Using zc.blist can bring good results after all, and setting the "cache_size" option when creating the DB controls the size of the data that will remain in the RAM. The size of used RAM can grow bigger if you don't do "transaction.commit" often enough. By defining a large cache_size and doing transaction.commit often, the last accessed buckets of the blist will stay in the RAM, giving you fast access to them, and the amount of used RAM won't grow too much.

Packing is very expensive though, but if you have a large harddisk, you don't have to do it that often anyway.

Here is some code to try yourself.
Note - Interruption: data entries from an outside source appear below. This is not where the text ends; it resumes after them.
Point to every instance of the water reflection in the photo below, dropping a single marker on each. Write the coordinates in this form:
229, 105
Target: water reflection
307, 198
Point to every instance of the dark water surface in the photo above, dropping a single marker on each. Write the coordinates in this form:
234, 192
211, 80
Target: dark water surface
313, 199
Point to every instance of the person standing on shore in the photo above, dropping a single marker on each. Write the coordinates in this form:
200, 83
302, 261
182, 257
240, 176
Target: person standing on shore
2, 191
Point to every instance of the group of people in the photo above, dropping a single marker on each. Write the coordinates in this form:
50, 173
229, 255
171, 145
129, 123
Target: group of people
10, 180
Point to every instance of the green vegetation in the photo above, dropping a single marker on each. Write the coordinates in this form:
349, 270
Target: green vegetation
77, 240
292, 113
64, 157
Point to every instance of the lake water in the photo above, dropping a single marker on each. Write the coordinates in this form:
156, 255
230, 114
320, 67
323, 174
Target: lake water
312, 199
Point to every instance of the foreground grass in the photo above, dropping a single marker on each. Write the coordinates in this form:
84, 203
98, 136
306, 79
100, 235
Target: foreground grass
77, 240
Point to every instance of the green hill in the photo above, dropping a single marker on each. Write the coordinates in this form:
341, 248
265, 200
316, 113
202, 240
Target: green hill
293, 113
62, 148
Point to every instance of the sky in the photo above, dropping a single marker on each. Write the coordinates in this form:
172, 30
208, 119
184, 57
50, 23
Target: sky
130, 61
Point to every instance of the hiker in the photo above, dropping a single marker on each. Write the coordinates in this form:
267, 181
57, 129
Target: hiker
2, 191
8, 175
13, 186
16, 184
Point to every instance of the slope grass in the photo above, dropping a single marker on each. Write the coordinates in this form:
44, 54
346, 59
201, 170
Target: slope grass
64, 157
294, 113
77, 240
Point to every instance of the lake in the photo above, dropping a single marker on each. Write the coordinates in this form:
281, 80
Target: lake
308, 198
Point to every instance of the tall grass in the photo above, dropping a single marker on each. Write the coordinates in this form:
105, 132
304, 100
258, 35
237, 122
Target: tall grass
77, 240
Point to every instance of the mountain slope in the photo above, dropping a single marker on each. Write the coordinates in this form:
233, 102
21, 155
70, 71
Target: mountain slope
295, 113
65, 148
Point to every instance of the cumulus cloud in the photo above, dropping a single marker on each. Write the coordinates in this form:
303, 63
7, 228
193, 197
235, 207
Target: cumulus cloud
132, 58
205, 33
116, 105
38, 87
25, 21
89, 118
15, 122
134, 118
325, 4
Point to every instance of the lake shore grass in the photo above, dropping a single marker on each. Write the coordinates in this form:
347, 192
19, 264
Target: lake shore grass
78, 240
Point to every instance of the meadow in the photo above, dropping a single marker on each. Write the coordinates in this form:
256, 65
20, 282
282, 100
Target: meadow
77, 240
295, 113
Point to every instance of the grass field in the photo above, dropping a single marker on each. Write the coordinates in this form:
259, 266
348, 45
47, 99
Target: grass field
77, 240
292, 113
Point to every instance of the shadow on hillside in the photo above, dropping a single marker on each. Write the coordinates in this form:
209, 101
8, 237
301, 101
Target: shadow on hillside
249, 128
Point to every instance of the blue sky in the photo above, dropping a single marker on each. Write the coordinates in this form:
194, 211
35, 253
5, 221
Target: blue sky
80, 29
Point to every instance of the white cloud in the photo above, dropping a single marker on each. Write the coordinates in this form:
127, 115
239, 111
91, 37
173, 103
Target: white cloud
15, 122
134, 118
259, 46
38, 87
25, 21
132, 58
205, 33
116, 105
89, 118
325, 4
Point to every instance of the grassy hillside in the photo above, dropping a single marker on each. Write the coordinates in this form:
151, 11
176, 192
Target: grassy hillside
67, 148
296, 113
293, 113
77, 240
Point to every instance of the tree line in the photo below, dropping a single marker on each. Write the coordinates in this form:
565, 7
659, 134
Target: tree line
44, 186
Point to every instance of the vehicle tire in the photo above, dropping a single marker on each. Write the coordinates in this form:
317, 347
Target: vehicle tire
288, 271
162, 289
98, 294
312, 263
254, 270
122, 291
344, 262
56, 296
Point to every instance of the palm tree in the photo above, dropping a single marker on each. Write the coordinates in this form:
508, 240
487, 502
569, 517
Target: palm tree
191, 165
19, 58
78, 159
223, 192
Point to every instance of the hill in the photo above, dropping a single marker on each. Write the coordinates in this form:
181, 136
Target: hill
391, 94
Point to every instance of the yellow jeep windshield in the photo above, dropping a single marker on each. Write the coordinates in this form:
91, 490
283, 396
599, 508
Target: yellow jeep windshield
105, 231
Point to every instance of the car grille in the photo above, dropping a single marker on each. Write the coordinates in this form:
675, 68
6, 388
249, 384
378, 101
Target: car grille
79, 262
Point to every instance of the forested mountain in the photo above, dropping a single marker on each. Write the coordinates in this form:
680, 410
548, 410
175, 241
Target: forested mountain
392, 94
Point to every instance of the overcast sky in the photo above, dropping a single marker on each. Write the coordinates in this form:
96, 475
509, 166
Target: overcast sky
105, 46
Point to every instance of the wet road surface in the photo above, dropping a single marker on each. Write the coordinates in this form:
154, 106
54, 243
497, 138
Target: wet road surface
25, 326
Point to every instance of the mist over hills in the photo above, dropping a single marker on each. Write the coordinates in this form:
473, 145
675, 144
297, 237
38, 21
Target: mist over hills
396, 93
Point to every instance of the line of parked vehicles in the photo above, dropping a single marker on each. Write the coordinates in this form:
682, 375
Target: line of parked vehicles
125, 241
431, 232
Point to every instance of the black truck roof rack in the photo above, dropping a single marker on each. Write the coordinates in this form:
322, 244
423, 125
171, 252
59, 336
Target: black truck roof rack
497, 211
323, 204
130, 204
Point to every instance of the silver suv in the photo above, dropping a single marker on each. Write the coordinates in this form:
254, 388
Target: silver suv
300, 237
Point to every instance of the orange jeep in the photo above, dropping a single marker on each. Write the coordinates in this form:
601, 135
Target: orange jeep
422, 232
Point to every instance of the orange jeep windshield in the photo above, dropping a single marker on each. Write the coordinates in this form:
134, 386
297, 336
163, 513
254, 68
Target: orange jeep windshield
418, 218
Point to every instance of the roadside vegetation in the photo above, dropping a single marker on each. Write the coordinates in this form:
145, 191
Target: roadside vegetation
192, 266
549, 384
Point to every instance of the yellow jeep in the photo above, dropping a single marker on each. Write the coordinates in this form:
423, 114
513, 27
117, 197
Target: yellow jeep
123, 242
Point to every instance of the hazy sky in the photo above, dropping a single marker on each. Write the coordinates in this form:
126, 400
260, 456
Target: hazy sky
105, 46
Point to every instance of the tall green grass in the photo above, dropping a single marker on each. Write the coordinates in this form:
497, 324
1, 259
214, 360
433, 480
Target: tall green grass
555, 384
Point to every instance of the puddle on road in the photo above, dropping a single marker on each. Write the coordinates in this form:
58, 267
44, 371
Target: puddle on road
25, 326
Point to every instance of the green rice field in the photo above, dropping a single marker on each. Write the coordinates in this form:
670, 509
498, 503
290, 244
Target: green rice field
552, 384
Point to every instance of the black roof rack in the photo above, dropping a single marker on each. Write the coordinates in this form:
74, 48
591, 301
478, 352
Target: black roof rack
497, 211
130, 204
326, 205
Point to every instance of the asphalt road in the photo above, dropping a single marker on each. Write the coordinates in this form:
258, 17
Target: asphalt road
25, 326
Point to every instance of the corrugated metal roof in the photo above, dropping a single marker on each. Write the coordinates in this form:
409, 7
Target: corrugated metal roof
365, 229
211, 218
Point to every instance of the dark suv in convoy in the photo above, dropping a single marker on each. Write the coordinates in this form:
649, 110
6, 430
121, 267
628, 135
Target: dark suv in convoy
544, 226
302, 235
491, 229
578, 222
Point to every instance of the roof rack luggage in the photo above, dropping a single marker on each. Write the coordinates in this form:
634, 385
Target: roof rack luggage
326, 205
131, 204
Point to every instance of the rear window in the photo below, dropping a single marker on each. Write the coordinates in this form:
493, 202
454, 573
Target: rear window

Run "top" at the background and change cache_size to see how it affects the amount of used RAM.

import time
import os
import glob
from ZODB import DB
from ZODB.FileStorage import FileStorage
import transaction
from zc.blist import BList

print('STARTING')

random = open('/dev/urandom', 'rb')


def test_list(my_list, loops = 1000, element_size = 100):
    print('testing list')
    start = time.time()
    for loop in xrange(loops):
        my_list.append(random.read(element_size))
    print('appending %s elements took %.4f seconds' % (loops, time.time() - start))

    start = time.time()
    length = len(my_list)
    print('length calculated in %.4f seconds' % (time.time() - start,))

    start = time.time()
    for loop in xrange(loops):
        my_list.insert(length / 2, random.read(element_size))
    print('inserting %s elements took %.4f seconds' % (loops, time.time() - start))

    start = time.time()
    for loop in xrange(loops):
        my_list[loop] = my_list[loop][1:] + my_list[loop][0]
    print('modifying %s elements took %.4f seconds' % (loops, time.time() - start))

    start = time.time()
    for loop in xrange(loops):
        del my_list[0]
    print('removing %s elements took %.4f seconds' % (loops, time.time() - start))

    start = time.time()
    transaction.commit()
    print('committing all above took %.4f seconds' % (time.time() - start,))

    del my_list[:loops]
    transaction.commit()

    start = time.time()
    pack()
    print('packing after removing %s elements took %.4f seconds' % (loops, time.time() - start))

for filename in glob.glob('database.db*'):    
    try:
        os.unlink(filename)
    except OSError:
        pass

db = DB(FileStorage('database.db'),
        cache_size = 2000)

def pack():
    db.pack()

root = db.open().root()

root['my_list'] = BList()

print('inserting initial data to blist')

for loop in xrange(10):
    root['my_list'].extend(random.read(100) for x in xrange(100000))
    transaction.commit()

transaction.commit()

test_list(root['my_list'])
Oren
+1 for posting the working code after finding a solution!
Joe Koberg